Michael: "I suddenly feel
a preponderance of death."
Brian: "Isn't that a play
by Arthur Miller?"
Michael: "It's an unsettling
observation by Michael Novotny."
Bwah
ha ha! Congratulations, Michael: you get the one good
line of the episode.
Michael
talks about the fact that Hunter and Ben could die any
minute; Brian says that they won't necessarily be the
first to go. They share a few platitudes about death;
Brian settles everything by saying "The less you
have to hold onto, the easier it's going to be to let
go." Michael gives him some sweet kisses on the neck
and says he's glad they'll always have each other.
A
sidewalk outside the rehab place Flake
and Dud agree not to pursue their bad timing any further,
and I breathe a sigh of relief. Dud shows Flake the Tina
he got at Babylon. Flake seems to want it, and not just
because he's Dud's sponsor. Dud opens the vial and lets
the stuff fly into the air, and then pieces of paper start
to fall from the sky. Oh: it's snowing, says Dud. I guess
I was wrong about the paper.
Kinnetik
Brian is packing up his things. He tells
his assistant he's going to Ibiza. Justin shows up; Brian
tells him the news too, and when Justin mopes about it,
Brian screams at him: "We're not fucking married."
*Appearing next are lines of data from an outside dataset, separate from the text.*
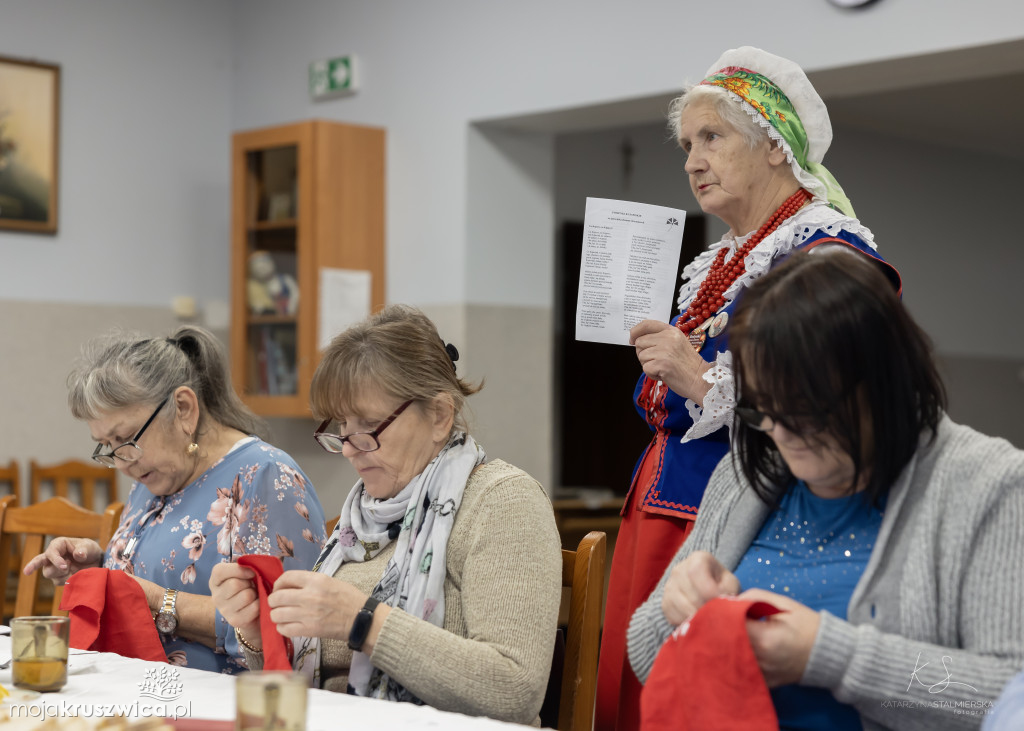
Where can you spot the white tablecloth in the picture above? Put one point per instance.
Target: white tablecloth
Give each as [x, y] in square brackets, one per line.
[104, 684]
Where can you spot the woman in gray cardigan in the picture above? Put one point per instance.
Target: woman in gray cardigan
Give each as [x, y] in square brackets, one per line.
[889, 535]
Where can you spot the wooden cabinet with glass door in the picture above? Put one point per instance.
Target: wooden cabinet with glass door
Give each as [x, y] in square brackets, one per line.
[307, 200]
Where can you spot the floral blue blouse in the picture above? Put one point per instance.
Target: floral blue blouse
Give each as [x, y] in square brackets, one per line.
[254, 501]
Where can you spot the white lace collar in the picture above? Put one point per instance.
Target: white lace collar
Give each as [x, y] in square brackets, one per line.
[817, 215]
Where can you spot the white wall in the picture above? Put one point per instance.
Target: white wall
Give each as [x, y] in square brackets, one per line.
[153, 89]
[433, 68]
[144, 166]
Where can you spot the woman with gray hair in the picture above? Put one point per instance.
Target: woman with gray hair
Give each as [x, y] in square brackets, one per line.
[755, 132]
[440, 584]
[206, 488]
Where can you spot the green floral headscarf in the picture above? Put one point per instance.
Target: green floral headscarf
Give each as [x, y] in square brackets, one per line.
[768, 100]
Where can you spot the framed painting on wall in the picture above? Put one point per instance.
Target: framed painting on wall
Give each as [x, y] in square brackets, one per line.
[30, 115]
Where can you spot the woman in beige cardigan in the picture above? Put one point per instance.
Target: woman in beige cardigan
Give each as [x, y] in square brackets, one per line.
[441, 583]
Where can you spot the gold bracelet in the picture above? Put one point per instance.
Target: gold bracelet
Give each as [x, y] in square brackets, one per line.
[242, 641]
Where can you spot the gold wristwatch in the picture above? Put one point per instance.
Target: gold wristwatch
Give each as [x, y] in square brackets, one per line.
[167, 618]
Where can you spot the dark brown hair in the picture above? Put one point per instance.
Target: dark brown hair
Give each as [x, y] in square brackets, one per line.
[825, 336]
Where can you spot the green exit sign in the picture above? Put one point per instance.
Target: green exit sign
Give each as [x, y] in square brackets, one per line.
[332, 77]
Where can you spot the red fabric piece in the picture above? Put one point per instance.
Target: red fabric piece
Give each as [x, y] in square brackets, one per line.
[644, 547]
[109, 613]
[710, 660]
[276, 648]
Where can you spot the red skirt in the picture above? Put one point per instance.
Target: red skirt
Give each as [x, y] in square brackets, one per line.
[644, 547]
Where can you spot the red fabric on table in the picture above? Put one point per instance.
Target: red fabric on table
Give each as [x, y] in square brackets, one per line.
[710, 661]
[276, 653]
[109, 613]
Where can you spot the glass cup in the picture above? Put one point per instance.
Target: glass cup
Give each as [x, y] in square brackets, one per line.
[269, 699]
[39, 652]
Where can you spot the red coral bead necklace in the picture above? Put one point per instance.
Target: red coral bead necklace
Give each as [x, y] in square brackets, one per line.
[722, 273]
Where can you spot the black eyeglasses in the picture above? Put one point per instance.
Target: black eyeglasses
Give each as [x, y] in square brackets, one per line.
[130, 450]
[364, 440]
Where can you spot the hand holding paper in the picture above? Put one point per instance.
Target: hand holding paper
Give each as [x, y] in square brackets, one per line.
[628, 268]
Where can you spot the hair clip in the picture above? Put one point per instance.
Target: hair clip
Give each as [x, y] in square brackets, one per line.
[453, 352]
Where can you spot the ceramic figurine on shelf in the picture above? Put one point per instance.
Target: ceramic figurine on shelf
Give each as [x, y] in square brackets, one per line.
[270, 292]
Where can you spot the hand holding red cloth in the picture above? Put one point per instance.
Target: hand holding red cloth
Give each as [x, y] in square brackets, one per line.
[709, 663]
[110, 613]
[276, 649]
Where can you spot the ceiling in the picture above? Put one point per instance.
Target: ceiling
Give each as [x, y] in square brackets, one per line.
[971, 98]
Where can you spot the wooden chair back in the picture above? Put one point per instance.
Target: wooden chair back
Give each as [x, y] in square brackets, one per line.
[10, 475]
[33, 526]
[583, 575]
[88, 476]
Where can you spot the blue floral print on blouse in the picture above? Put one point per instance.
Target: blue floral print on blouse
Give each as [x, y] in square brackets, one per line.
[254, 501]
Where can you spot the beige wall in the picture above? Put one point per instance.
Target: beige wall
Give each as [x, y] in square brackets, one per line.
[38, 343]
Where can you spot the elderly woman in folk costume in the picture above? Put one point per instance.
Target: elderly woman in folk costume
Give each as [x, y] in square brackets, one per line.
[755, 132]
[441, 582]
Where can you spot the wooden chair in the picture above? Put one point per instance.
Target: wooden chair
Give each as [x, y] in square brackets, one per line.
[11, 476]
[572, 687]
[67, 474]
[32, 526]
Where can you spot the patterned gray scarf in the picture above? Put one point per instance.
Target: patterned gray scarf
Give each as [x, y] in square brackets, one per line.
[414, 577]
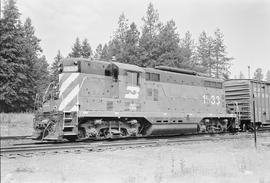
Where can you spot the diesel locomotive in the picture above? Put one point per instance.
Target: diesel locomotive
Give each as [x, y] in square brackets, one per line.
[99, 99]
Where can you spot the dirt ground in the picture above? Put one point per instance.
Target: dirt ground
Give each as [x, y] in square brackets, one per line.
[16, 124]
[227, 161]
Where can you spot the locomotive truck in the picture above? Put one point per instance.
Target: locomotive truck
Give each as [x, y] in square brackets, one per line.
[101, 99]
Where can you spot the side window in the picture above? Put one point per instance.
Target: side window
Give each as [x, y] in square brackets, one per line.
[152, 76]
[111, 70]
[132, 78]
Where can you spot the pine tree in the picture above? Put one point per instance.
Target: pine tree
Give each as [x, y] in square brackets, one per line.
[205, 53]
[117, 45]
[41, 73]
[267, 77]
[131, 44]
[76, 49]
[98, 52]
[187, 46]
[221, 60]
[14, 96]
[105, 53]
[241, 75]
[258, 75]
[148, 43]
[168, 49]
[54, 73]
[86, 49]
[20, 70]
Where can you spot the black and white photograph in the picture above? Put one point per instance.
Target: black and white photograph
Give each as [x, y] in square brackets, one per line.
[135, 91]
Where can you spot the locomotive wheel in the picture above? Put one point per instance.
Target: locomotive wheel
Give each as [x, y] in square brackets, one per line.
[71, 138]
[81, 133]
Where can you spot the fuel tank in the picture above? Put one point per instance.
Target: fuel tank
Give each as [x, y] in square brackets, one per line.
[171, 129]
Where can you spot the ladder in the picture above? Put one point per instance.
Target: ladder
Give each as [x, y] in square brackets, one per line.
[69, 123]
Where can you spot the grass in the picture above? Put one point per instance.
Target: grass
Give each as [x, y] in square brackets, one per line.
[16, 124]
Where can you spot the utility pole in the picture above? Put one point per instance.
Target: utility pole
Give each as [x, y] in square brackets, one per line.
[0, 9]
[248, 72]
[254, 122]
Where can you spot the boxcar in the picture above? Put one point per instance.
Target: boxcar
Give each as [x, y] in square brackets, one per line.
[250, 99]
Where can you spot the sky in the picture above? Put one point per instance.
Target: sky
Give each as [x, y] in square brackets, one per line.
[244, 23]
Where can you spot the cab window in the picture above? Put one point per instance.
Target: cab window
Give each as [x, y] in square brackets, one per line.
[132, 78]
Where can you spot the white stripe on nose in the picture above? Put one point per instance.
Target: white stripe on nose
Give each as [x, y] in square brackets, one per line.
[69, 98]
[67, 82]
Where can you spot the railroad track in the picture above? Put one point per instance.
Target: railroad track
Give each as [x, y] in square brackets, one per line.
[14, 137]
[44, 148]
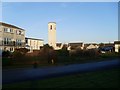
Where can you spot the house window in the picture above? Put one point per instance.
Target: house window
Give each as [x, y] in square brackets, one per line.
[51, 27]
[7, 41]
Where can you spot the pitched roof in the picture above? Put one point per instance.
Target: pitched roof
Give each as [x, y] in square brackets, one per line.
[34, 38]
[9, 25]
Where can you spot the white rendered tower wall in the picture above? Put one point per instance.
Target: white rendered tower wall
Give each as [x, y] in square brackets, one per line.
[52, 34]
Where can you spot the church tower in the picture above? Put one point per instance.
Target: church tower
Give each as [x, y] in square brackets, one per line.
[52, 34]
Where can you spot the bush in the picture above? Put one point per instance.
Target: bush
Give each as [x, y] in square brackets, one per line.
[6, 54]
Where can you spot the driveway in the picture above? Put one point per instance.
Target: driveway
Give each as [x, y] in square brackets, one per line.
[17, 75]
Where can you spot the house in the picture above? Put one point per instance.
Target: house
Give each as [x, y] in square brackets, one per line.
[33, 43]
[106, 47]
[72, 46]
[117, 46]
[92, 46]
[11, 37]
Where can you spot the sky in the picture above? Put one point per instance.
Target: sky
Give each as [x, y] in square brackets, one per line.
[86, 22]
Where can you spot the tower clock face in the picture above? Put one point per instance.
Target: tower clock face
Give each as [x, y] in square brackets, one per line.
[50, 27]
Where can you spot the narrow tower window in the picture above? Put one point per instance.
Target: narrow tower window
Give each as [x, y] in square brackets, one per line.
[51, 27]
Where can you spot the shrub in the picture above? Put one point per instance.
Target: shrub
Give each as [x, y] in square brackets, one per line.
[6, 54]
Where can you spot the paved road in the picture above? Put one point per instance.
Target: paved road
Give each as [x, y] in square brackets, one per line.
[17, 75]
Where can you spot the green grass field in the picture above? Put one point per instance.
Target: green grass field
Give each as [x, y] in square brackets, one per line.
[98, 79]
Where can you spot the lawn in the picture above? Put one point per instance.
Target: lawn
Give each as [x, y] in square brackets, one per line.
[98, 79]
[62, 60]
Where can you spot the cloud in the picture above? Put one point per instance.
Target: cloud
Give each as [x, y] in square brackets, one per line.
[63, 5]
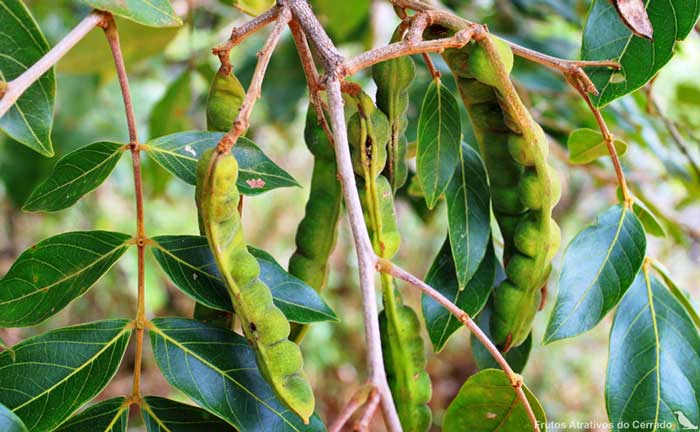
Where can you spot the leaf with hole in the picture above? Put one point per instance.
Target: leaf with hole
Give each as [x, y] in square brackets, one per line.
[468, 214]
[165, 415]
[605, 37]
[22, 44]
[439, 137]
[216, 368]
[599, 266]
[190, 265]
[74, 175]
[111, 415]
[57, 372]
[487, 402]
[441, 324]
[152, 13]
[653, 373]
[179, 152]
[54, 272]
[587, 145]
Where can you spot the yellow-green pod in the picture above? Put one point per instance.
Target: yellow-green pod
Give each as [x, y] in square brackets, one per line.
[225, 97]
[263, 324]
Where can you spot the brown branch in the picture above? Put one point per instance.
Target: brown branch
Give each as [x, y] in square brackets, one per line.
[516, 380]
[110, 29]
[15, 88]
[240, 125]
[241, 33]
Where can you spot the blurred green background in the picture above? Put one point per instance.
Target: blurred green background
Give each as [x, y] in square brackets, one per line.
[169, 74]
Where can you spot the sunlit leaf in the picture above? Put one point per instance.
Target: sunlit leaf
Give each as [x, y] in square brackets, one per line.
[178, 153]
[599, 266]
[111, 415]
[22, 44]
[653, 372]
[75, 174]
[216, 368]
[488, 402]
[55, 271]
[439, 136]
[154, 13]
[440, 322]
[57, 372]
[605, 37]
[165, 415]
[468, 214]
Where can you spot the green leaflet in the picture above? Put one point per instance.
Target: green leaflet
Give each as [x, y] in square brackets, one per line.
[111, 415]
[217, 369]
[69, 366]
[654, 363]
[74, 175]
[54, 272]
[487, 402]
[263, 324]
[30, 119]
[165, 415]
[599, 266]
[439, 137]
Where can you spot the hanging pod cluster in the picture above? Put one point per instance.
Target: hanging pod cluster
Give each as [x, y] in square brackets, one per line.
[316, 234]
[369, 131]
[524, 187]
[264, 325]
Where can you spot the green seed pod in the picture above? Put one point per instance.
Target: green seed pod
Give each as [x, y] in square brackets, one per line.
[368, 134]
[317, 231]
[404, 359]
[225, 97]
[513, 313]
[393, 79]
[264, 325]
[524, 188]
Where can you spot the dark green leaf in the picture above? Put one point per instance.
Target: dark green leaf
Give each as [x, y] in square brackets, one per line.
[468, 214]
[216, 368]
[54, 374]
[55, 271]
[605, 37]
[111, 415]
[22, 44]
[439, 136]
[516, 357]
[191, 266]
[75, 174]
[488, 402]
[653, 372]
[440, 322]
[165, 415]
[9, 422]
[681, 295]
[599, 266]
[169, 115]
[153, 13]
[587, 145]
[178, 153]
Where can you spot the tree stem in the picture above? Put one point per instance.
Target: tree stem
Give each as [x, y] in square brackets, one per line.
[19, 85]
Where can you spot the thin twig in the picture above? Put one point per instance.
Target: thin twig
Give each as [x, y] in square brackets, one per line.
[356, 402]
[333, 63]
[240, 125]
[516, 380]
[19, 85]
[239, 34]
[362, 424]
[112, 35]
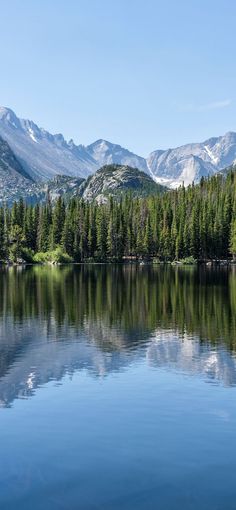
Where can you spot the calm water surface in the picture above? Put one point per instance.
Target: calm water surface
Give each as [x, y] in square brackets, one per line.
[117, 388]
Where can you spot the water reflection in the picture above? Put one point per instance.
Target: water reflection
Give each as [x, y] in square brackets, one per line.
[102, 319]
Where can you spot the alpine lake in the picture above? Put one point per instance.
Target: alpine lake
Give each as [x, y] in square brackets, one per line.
[117, 388]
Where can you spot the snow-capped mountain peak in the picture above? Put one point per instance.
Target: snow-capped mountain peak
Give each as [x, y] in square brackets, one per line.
[44, 155]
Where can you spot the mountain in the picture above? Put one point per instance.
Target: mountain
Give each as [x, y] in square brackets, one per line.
[116, 180]
[14, 180]
[44, 155]
[106, 153]
[192, 161]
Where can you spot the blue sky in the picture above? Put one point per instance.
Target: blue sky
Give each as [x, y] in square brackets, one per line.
[144, 74]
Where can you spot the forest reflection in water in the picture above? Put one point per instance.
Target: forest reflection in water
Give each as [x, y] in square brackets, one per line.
[103, 318]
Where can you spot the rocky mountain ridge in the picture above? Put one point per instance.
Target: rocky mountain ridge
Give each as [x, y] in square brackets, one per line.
[43, 155]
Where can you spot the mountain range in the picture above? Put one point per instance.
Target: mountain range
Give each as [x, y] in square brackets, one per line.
[40, 156]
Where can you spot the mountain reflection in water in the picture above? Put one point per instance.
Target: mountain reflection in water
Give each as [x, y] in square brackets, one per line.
[58, 320]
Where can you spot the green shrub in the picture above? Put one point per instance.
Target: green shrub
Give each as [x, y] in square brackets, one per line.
[57, 256]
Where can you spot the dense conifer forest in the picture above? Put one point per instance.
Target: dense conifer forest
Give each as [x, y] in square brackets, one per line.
[197, 222]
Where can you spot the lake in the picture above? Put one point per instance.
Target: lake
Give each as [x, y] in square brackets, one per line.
[117, 388]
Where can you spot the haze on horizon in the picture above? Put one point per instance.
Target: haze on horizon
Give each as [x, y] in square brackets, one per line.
[145, 76]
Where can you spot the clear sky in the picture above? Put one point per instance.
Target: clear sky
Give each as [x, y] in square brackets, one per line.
[146, 74]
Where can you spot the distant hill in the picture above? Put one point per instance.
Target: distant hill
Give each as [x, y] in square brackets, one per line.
[117, 180]
[44, 155]
[14, 180]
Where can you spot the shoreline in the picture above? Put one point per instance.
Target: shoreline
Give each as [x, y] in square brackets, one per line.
[141, 262]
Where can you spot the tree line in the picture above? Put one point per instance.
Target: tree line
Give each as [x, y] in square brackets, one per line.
[198, 221]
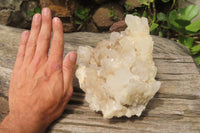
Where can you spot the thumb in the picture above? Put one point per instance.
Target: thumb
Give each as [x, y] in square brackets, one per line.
[68, 69]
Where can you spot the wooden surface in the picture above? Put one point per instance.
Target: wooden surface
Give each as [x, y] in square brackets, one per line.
[175, 108]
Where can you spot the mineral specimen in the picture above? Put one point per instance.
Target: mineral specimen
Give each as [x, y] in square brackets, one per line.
[118, 76]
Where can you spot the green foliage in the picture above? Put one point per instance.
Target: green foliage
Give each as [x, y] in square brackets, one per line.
[165, 1]
[146, 2]
[113, 15]
[180, 19]
[162, 16]
[197, 59]
[36, 10]
[82, 15]
[127, 6]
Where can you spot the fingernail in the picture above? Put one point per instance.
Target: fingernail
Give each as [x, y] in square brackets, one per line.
[73, 56]
[25, 33]
[36, 17]
[45, 11]
[56, 19]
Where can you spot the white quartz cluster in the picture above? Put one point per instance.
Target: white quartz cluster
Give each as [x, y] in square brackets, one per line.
[118, 76]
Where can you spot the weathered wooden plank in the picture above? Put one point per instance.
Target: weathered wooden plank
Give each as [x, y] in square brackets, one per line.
[175, 108]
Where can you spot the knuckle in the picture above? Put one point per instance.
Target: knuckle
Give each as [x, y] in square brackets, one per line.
[45, 37]
[31, 43]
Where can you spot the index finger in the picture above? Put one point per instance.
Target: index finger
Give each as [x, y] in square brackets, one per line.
[57, 45]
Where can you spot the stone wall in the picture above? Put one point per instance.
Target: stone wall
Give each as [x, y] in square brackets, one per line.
[103, 13]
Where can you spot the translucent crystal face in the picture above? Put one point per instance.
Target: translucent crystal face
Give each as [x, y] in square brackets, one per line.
[118, 76]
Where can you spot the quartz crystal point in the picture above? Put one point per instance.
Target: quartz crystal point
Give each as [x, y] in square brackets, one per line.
[118, 76]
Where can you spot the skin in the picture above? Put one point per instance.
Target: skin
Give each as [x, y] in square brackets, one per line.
[41, 82]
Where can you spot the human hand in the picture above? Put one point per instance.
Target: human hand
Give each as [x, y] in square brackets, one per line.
[41, 83]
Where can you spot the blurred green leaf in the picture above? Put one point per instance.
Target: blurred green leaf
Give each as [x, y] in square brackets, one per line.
[187, 41]
[165, 1]
[194, 27]
[189, 12]
[153, 26]
[197, 59]
[78, 22]
[161, 16]
[31, 13]
[194, 50]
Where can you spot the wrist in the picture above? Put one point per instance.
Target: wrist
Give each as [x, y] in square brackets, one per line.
[11, 123]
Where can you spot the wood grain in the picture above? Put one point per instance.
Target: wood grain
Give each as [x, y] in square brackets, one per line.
[175, 108]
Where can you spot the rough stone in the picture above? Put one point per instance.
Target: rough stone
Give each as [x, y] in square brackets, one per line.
[58, 9]
[101, 16]
[91, 27]
[174, 109]
[4, 15]
[15, 12]
[118, 26]
[118, 76]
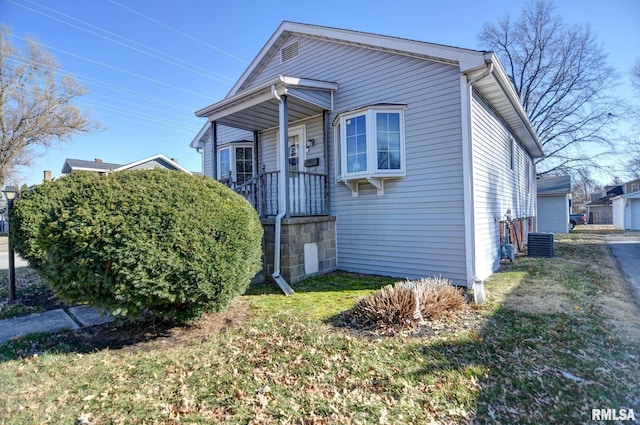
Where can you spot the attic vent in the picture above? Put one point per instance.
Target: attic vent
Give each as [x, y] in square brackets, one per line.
[289, 52]
[540, 245]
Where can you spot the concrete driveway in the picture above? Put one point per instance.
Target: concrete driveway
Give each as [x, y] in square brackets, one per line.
[626, 249]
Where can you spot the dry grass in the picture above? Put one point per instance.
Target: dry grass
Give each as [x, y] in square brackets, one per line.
[584, 278]
[407, 304]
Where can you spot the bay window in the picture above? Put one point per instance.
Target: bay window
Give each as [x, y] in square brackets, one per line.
[370, 145]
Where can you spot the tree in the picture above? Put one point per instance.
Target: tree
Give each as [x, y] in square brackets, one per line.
[561, 76]
[36, 104]
[632, 164]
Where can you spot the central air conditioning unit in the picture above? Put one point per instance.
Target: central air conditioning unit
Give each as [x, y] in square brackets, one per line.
[540, 245]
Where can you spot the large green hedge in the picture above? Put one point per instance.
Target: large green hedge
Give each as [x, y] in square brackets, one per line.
[157, 240]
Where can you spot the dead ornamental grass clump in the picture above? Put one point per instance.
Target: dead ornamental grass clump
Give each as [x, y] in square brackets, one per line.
[408, 304]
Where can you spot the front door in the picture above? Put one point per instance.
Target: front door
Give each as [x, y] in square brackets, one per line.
[296, 157]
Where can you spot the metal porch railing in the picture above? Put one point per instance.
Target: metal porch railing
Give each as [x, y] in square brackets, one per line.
[308, 193]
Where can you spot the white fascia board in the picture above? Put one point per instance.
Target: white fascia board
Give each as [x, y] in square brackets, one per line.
[261, 93]
[195, 143]
[465, 58]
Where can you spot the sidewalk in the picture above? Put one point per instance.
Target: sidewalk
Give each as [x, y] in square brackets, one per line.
[52, 321]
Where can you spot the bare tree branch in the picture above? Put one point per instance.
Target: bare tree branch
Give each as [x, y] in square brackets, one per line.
[561, 76]
[36, 104]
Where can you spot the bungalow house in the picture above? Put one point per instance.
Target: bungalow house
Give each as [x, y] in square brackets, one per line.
[98, 166]
[375, 154]
[554, 202]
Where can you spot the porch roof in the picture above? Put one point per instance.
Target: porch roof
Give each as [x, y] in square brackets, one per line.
[257, 107]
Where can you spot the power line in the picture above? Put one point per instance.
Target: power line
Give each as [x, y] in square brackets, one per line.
[174, 60]
[204, 43]
[135, 113]
[109, 86]
[120, 69]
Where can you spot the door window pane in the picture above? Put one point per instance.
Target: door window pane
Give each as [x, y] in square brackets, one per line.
[225, 164]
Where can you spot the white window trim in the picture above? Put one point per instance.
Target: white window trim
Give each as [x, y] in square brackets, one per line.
[372, 174]
[232, 158]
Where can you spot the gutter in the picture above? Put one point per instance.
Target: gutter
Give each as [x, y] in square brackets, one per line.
[466, 86]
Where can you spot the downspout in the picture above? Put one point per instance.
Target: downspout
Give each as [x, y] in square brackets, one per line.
[477, 284]
[282, 199]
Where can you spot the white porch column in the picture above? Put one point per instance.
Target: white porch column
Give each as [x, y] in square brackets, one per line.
[283, 180]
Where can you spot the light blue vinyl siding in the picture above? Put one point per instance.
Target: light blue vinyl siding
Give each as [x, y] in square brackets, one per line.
[497, 188]
[225, 135]
[416, 228]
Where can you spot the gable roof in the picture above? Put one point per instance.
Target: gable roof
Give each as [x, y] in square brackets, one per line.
[82, 165]
[154, 161]
[483, 68]
[551, 185]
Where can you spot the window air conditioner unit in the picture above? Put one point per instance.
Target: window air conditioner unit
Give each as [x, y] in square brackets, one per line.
[540, 245]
Justin is shocked and tries to make nice; Brian says "It's
not you" but won't say more. Justin tells him he
loves him and will be there when he gets back. Brian smashes
up his office a little. Sigh.
The
non-Xmas party for Vic Shanda Leer is
there; everyone's trying to be happy. Deb makes a big
show of putting the angel on the top of the tree, because
Vic used to always do it. In a surprising, shocking, amazingly
unpredictable twist, the angel falls to the ground and
breaks, and Deb breaks down because it wasn't perfect
the way it was supposed to be. Deb, are you talking about
the party or this episode? Yeah, that's what I thought.
Surgery
Brian goes under the knife.
NEXT WEEK ON QUEER AS FOLK: Deb
continues to grieve; Lindsay appreciates the male form;
Ben and Michael fight; Justin uncovers Brian's secret.